Velocity Reviews - Computer Hardware Reviews

Velocity Reviews > Newsgroups > Programming > C Programming > Concatenating strings

Reply
Thread Tools

Concatenating strings

 
 
Big Brother
Guest
Posts: n/a
 
      09-02-2007
I've been thinking about the seemingly simple task of writing a
va_arg-type function to concatenate arbitarily many strings.

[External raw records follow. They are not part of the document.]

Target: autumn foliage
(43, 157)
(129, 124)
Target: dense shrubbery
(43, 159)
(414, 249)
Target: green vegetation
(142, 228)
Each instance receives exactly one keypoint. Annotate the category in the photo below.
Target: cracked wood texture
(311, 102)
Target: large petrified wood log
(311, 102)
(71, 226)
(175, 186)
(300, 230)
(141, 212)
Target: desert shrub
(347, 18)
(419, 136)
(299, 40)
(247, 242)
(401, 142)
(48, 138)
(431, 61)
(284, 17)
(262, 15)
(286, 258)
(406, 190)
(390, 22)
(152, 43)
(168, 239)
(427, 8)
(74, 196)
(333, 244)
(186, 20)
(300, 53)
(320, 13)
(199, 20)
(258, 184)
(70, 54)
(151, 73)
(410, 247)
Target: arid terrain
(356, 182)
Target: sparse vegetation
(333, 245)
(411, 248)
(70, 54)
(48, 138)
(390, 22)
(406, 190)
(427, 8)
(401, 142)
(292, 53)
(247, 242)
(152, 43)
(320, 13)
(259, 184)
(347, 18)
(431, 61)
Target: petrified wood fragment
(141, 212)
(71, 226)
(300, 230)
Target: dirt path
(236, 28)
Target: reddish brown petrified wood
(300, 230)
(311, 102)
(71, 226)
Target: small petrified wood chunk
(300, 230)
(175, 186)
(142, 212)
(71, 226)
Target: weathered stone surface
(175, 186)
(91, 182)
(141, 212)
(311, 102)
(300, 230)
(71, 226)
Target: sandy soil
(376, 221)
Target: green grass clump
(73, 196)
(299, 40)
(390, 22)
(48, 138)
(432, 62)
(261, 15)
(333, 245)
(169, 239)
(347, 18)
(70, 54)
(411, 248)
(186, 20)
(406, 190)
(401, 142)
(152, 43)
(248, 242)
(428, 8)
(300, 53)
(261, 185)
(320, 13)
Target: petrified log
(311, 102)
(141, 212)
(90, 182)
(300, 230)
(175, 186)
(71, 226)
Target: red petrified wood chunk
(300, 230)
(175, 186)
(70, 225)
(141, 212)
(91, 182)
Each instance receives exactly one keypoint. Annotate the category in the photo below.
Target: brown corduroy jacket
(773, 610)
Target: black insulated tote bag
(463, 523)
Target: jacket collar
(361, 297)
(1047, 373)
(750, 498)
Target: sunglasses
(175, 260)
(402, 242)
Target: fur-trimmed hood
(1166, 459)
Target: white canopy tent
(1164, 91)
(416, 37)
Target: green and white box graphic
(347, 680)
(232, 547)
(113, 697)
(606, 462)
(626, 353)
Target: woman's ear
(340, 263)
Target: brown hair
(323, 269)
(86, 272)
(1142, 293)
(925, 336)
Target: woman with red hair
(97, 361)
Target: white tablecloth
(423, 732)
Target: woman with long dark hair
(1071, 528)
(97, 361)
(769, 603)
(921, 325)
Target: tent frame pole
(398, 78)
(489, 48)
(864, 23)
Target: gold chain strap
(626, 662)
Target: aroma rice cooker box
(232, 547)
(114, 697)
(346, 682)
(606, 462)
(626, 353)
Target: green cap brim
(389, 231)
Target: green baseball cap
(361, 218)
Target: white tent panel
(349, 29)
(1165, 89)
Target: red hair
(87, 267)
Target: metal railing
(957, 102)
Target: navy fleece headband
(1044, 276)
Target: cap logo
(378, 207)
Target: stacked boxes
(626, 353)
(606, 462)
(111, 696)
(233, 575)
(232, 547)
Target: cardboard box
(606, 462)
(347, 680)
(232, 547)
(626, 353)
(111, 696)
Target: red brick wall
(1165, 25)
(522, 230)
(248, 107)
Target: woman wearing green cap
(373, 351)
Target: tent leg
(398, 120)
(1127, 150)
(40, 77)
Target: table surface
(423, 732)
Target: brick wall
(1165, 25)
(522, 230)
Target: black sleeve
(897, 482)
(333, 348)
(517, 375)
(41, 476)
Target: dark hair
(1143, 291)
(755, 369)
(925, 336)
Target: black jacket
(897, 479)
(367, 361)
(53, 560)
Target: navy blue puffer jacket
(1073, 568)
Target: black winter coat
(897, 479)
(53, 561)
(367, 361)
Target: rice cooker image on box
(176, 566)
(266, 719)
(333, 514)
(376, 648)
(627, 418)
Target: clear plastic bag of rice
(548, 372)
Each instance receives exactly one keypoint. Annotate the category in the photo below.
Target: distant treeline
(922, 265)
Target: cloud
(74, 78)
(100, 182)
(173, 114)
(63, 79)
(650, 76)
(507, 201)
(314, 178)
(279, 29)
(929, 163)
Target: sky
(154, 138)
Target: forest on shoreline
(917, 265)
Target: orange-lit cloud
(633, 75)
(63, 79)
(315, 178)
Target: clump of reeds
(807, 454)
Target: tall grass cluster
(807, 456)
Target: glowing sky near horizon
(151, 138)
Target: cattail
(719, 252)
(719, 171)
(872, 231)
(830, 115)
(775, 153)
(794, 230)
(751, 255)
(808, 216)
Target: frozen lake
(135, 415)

My first thoughts violated the following principles:
1) never calculate the length of a string more than once;
2) never invoke realloc() multiple times if you can make do with a
single malloc().

As a result, I came up with the code below. This avoids the two pitfalls
above, but at the expense of needing three passes through the argument
list, which seems a bit clumsy.

Does anyone have any thoughts on the rights and wrongs of this?


#include <stdio.h>
#include <stdlib.h>
#include <string.h>
#include <stdarg.h>

/* Returns the concatenation of the strings supplied as arguments. The
* final argument must be NULL.
* Caller should free() the returned pointer when done.
* In case of allocation failure, NULL is returned.
*/
char *concat(char *s, ...)
{
va_list ap;
unsigned n=1;
size_t *len, total=0;
char *t, *r;

/* pass 1: count arguments */
for(va_start(ap, s); va_arg(ap,char *); n++)
;

/* pass 2: get lengths */
if(!(len=malloc(n * sizeof *len)))
return NULL;
va_start(ap, s);
len[n=0]=strlen(s);
while(t=va_arg(ap, char *))
total+=(len[++n]=strlen(t));
va_end(ap);

/* pass 3: copy strings */
if(r=malloc(total+1)) {
memcpy(r, s, total = *len);
n=1;
for(va_start(ap, s) ; t=va_arg(ap, char *) ; total+=len[n++])
memcpy(r+total, t, len[n]);
va_end(ap);
}
free(len);
return r;
}

int main()
{
char *s;
s=concat("hello ", "world", " and ", "everyone", " in it!", NULL);
puts(s);
free(s);
}

 
Reply With Quote
 
 
 
 
Big Brother
Guest
Posts: n/a
 
      09-02-2007
On 2 Sep 2007 at 15:22, Big Brother wrote:
....

> /* pass 1: count arguments */
> for(va_start(ap, s); va_arg(ap,char *); n++)
> ;


Oops,should be a va_end(ap); here, of course.

>
> /* pass 2: get lengths */


....

 
Reply With Quote
 
 
 
 
Eric Sosman
Guest
Posts: n/a
 
      09-02-2007
Big Brother wrote:
> I've been thinking about the seemingly simple task of writing a
> va_arg-type function to concatenate arbitarily many strings.
>
> My first thoughts violated the following principles:
> 1) never calculate the length of a string more than once;
> 2) never invoke realloc() multiple times if you can make do with a
> single malloc().
>
> As a result, I came up with the code below. This avoids the two pitfalls
> above, but at the expense of needing three passes through the argument
> list, which seems a bit clumsy.
>
> Does anyone have any thoughts on the rights and wrongs of this?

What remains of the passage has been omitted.